Everything can change in a heartbeat, even those things we never imagined being anything but they have always been. And, just maybe, we are at our best when we recognize the impermability of life and all of its aspects. We just think we are somehow at our worst because that is when we stop trying to be anything or anyone that we are not. All of the acceptable, pretty, perfect facades fall away, and all we are left with is the nakedness of who we truly are. 

And we already know how uncomfortable we are with nudity, don't we?

But our discomfort doesn't mean it can't, shouldn't, or won't change. It also doesn't mean that change would be a "bad" thing. 

I really wonder if everyone in the world knew they were dealing with cancer, if the world might be a different place. I suspect many would likely equate "real" with "ugly," but there is more beauty in the ugly and dark than most will ever recognize or know because they are so desperate to avoid it at all costs. Some are terrified to tread in those places, for fear they may die.

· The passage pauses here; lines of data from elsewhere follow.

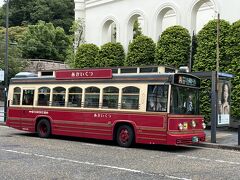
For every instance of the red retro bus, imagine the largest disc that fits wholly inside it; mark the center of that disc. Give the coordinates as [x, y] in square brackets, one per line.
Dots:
[150, 105]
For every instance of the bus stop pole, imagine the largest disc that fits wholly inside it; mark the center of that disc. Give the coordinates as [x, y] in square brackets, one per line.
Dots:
[214, 107]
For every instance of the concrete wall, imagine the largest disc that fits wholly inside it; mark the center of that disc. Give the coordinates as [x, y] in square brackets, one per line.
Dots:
[191, 14]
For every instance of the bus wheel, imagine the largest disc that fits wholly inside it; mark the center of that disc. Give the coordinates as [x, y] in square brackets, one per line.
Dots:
[44, 128]
[125, 136]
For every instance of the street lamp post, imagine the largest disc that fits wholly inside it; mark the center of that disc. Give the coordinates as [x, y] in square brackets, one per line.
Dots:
[6, 63]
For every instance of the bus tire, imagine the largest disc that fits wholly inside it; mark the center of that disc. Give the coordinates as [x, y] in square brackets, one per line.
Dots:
[44, 128]
[125, 136]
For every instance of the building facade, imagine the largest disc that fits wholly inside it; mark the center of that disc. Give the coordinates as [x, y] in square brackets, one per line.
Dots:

As for me? I truly feel my willingness (even if it is at times reluctant willingness) to go to those horrid places is what has kept me alive until now. I think if others had a taste of the freedom that my situation has created, it would be very hard, if not impossible, to go back. They wouldn't want to. 

There is something quite amazing in being able to look life squarely in the eye, and see it for ALL that it is. Just because you see the darker, uglier stuff doesn't mean you have to take up residence there. So often people can't handle me when I am in a bad place. They are desperate to get me out of the bad place. They would be better off climbing into the bad place with me for a little bit, and then coming out of it with me. I tend to say where things are, and then move on when someone doesn't try to tell me to deny what I feel.

The minute I feel they are trying to have me deny how I feel, it is a very different story. I then sometimes feel like I want them to understand something they apparently do not. It gets really frustrating and emotional. Nothing worse than feeling like you aren't heard.

As I wrote this, I realize that this is a situation that is very different than what I relayed above. What about the other person's yellow sky? Can't I just let them have their version of my reality? 

In thinking about this seeming paradox, I think what I come up with is that there is a difference between someone denying my reality, and someone who wants me to deny my reality. The times that people try to have me deny my reality are much more difficult than when their desired version of my reality stays with them. So when I get upset, it isn't over the version of the "facts," it is more about the fact that the other person wants me to deny my "facts," ultimately denying myself.

It is something I just will not do any more. And the times that it does kinda sneak in any way are just so incredibly uncomfortable, they can't last very long.

Is this what it is? I do not really know, but it is what I have come to, for now. Just like before, all thoughts, feelings, beliefs are subject to change.

As I have always done, I am doing the best I can do. The difference now, though? I am a lot less likely to battle the Should Version of Me in the process.